Już dawno nie czytałam tak świetnego, a zarazem bardzo zabawnego romansu. Ta historia różni się od powielanych schematów, jakie zazwyczaj pojawiają się w tego typu książkach. Do tego charakterystyka bohaterów to mistrzostwo. Flint to dość oschły mężczyzna, który wyparł wszystkie uczucia. Pewne wydarzenia w jego życiu spowodowały, że wycofał się z życia, a jego jedynym celem była opieka nad synkiem Harrisonem. Nie pozwalał sobie na żadne emocjonalne zaangażowanie, a kobiety były dla niego przygodą na jedną noc. Do czasu, aż w jego życiu pojawia się Ellen Rodgers, która samą swoją osobą potrafi rozjaśnić nawet najbardziej ponury dzień. Jest serdeczna, miła i przede wszystkim szczera i już od samego początku zaczęła działać Flintowi na nerwy. Ich relacja w większości opierała się na potyczkach słownych, ale jedno drugiemu umiało tak dopiec, że często wybuchałam głośnym, niekontrolowanym śmiechem. I to jest największy plus tej książki. Można się przy niej zrelaksować, to na pewno.
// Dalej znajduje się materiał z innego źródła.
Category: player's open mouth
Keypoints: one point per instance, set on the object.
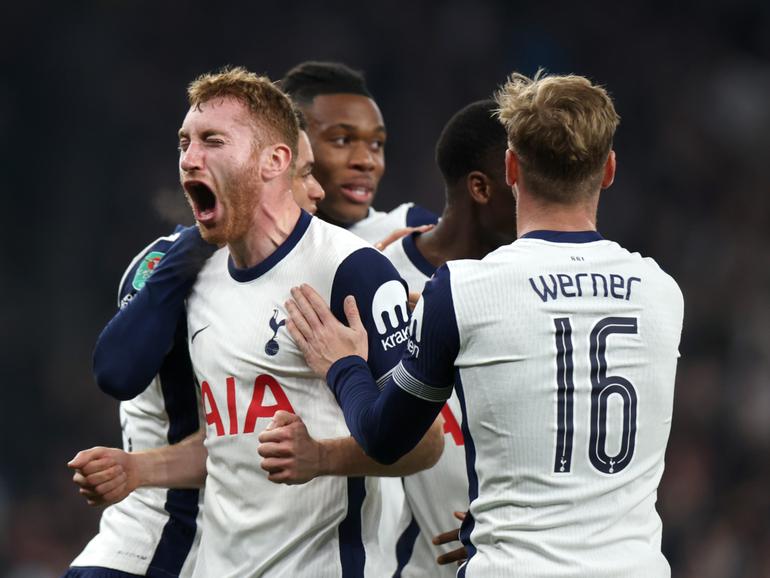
(203, 201)
(358, 193)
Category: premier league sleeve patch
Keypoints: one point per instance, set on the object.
(146, 268)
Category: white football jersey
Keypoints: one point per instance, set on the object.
(434, 494)
(564, 347)
(374, 228)
(153, 532)
(379, 224)
(248, 367)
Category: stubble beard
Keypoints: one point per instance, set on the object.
(239, 201)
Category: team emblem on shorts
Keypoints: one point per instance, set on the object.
(146, 268)
(271, 347)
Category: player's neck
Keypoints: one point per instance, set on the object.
(273, 221)
(536, 215)
(454, 237)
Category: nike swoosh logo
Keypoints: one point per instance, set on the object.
(197, 332)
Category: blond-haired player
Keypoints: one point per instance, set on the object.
(562, 347)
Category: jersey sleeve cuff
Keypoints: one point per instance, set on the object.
(420, 389)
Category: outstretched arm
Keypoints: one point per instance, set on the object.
(108, 475)
(291, 456)
(131, 348)
(417, 387)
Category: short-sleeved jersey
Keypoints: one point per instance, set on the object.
(248, 367)
(433, 494)
(153, 532)
(379, 224)
(564, 348)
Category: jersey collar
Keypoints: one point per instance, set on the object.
(564, 236)
(251, 273)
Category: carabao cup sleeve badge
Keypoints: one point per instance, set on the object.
(146, 268)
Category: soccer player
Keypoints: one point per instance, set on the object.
(236, 156)
(154, 532)
(562, 348)
(348, 136)
(479, 217)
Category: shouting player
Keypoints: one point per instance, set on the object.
(562, 348)
(237, 145)
(155, 532)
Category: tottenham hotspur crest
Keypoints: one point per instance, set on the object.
(271, 347)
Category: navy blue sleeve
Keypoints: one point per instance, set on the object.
(130, 350)
(381, 298)
(417, 215)
(389, 424)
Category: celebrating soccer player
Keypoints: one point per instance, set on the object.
(561, 347)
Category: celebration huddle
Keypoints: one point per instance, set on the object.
(312, 387)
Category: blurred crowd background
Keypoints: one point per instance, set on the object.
(91, 96)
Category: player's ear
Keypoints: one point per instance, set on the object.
(479, 187)
(609, 170)
(511, 168)
(275, 160)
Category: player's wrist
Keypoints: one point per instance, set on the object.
(325, 458)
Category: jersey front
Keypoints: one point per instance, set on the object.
(433, 494)
(379, 224)
(565, 351)
(248, 367)
(152, 532)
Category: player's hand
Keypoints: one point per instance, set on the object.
(458, 555)
(400, 233)
(319, 335)
(290, 455)
(104, 475)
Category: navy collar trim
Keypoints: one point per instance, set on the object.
(251, 273)
(414, 255)
(564, 236)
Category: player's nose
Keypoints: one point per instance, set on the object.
(192, 158)
(362, 157)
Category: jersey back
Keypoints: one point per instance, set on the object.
(565, 374)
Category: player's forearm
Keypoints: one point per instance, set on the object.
(369, 413)
(131, 348)
(344, 457)
(181, 465)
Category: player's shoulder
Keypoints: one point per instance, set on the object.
(415, 215)
(144, 262)
(333, 240)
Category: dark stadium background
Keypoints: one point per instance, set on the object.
(91, 96)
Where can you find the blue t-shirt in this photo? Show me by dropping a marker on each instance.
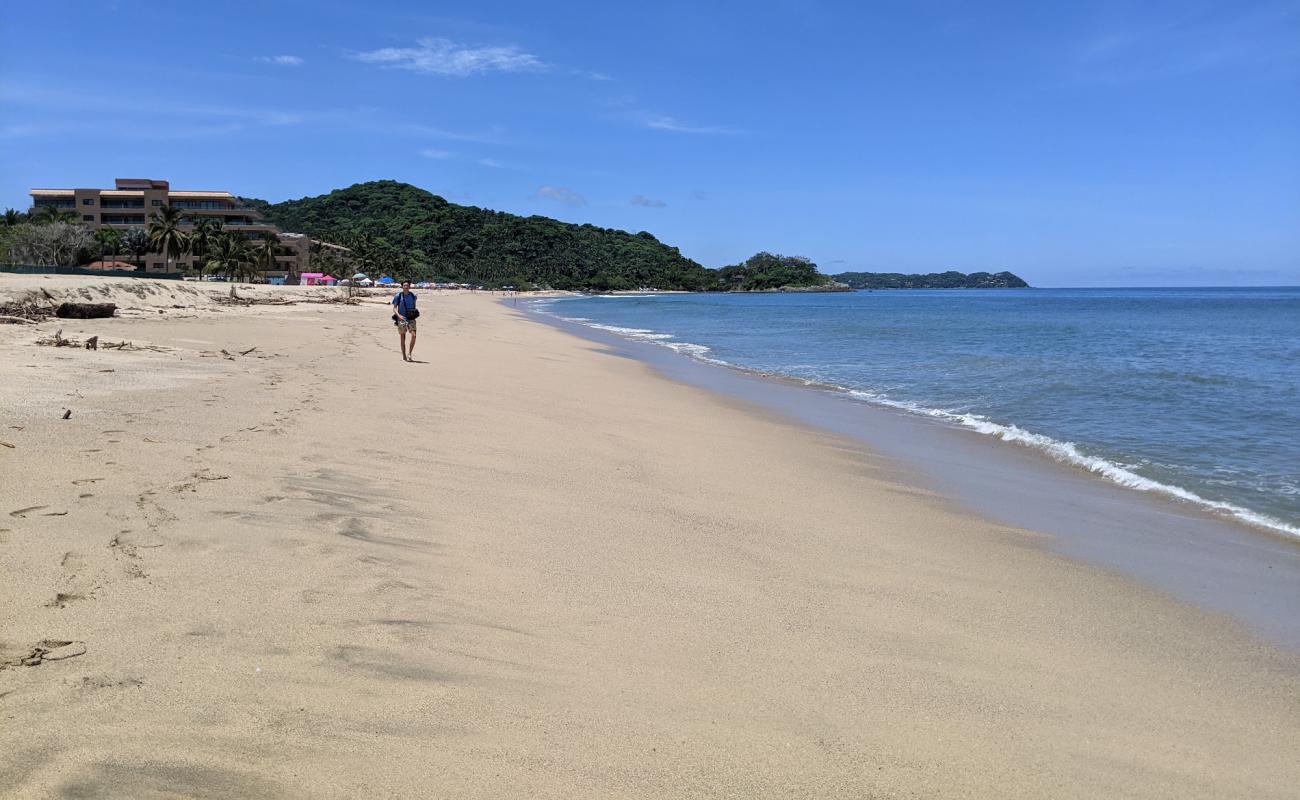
(404, 303)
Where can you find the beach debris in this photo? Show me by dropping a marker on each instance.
(50, 649)
(57, 341)
(85, 311)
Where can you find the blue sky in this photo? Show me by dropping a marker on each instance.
(1078, 145)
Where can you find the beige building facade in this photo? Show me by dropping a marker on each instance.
(134, 200)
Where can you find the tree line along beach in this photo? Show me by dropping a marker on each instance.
(254, 561)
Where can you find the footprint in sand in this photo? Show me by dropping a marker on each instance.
(63, 599)
(50, 649)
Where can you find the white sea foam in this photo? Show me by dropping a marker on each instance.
(1062, 452)
(1070, 454)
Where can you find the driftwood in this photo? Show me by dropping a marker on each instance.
(22, 312)
(85, 311)
(59, 341)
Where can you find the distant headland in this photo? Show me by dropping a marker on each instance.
(934, 280)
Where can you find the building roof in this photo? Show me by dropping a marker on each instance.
(139, 184)
(133, 193)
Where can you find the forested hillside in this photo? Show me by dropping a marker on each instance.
(935, 280)
(404, 230)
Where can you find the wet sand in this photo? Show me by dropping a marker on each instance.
(531, 567)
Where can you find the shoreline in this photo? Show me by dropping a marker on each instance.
(1060, 452)
(531, 566)
(1207, 557)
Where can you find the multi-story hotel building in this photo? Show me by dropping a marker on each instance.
(134, 200)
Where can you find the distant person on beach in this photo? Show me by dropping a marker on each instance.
(403, 316)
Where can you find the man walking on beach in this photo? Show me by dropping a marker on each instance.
(404, 315)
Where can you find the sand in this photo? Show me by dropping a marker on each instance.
(528, 567)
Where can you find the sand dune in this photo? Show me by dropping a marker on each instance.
(527, 567)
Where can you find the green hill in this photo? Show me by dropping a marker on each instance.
(935, 280)
(404, 230)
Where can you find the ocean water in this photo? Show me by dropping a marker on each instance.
(1191, 393)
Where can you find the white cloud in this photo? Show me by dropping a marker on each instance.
(559, 194)
(445, 57)
(664, 122)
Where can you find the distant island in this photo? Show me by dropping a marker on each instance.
(934, 280)
(399, 229)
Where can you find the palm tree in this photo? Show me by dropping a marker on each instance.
(165, 234)
(202, 240)
(267, 251)
(137, 242)
(109, 241)
(51, 213)
(229, 256)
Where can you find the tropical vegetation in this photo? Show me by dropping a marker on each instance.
(767, 272)
(403, 230)
(165, 234)
(935, 280)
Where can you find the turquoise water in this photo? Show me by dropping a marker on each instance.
(1192, 393)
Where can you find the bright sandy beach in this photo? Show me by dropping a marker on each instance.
(528, 567)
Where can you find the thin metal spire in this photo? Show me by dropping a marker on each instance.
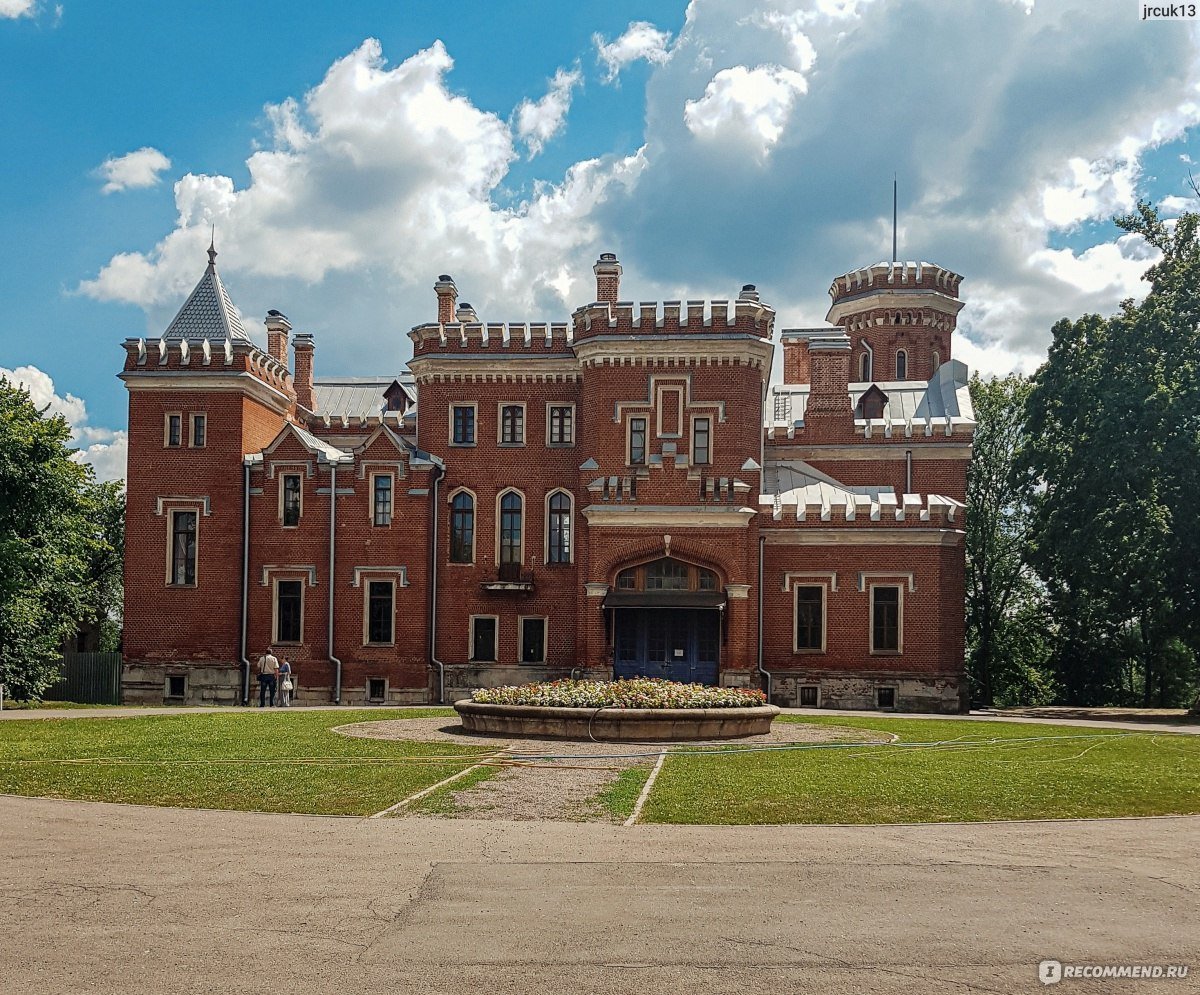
(893, 217)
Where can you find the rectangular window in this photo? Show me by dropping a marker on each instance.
(183, 547)
(381, 499)
(533, 640)
(637, 442)
(381, 611)
(809, 618)
(562, 425)
(886, 603)
(199, 430)
(513, 425)
(291, 499)
(483, 637)
(462, 427)
(701, 441)
(288, 611)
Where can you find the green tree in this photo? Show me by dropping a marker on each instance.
(1114, 438)
(48, 539)
(1007, 648)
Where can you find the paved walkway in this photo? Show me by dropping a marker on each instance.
(117, 899)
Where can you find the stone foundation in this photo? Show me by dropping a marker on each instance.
(942, 695)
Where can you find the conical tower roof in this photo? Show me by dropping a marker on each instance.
(208, 312)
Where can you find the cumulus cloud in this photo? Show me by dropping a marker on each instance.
(16, 9)
(750, 106)
(103, 449)
(640, 41)
(538, 121)
(771, 139)
(132, 171)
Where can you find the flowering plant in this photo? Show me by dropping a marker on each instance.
(631, 693)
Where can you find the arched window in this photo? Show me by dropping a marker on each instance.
(558, 528)
(511, 531)
(462, 528)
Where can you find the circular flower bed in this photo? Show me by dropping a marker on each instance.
(639, 709)
(633, 693)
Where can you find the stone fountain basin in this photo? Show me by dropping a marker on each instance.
(640, 725)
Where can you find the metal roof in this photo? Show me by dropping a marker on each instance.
(208, 312)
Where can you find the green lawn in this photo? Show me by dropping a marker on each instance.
(1121, 774)
(253, 761)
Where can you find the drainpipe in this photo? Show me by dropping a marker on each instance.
(333, 547)
(433, 592)
(245, 580)
(762, 543)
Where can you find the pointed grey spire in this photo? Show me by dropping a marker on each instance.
(208, 312)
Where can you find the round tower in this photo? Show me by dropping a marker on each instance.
(899, 318)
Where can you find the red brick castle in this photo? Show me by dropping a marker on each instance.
(622, 493)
Bardzo przypadła mi też do gustu relacja Flinta z synem. Harrison był tak uroczym dzieckiem, że nie dało się nie uśmiechać, gdy pojawiał się na kartach powieści. Autorka poprzez postać Harrisona chciała przedstawić dziecko autystyczne, które ma prawo być takie jak inne dzieci, pomimo tego, że nie zachowuje się czasami jak zwykłe dziecko. Harrison był szczery, zabawny, a jego odzywki były zawsze idealnie w punkt. Nie krył się z niczym i zawsze otwarcie przedstawiał swoją opinię o różnych sprawach, przez co zawsze wprawiał w złość swojego ojca.
Nie spodziewałam się, że fabuła książki będzie taka rozbudowana. Działo się naprawdę dużo, przez co nie mogłam się oderwać od lektury. A każda sytuacja w tej historii była taka świetna. Już dawno, aż tak nie zachwycałam się na książką. Ale "Pan perfekcyjny" naprawdę przypadł mi do gustu. Polubiłam bohaterów, zżyłam się z nimi i nie chciałam opuszczać tego świata. W dodatku autorka posługuje się lekkim językiem, dlatego też książkę czyta się błyskawicznie.
"Pan perfekcyjny" to perfekcyjna lektura. Dla fanów tego gatunku będzie jak znalazł, ale i nie tylko dla nich. Książka dostarczy wam mnóstwo śmiechu i niezapomnianych wrażeń.
"- Nigdy nie żałuj, że kogoś kochasz. Rób to dla siebie, nie dla innych."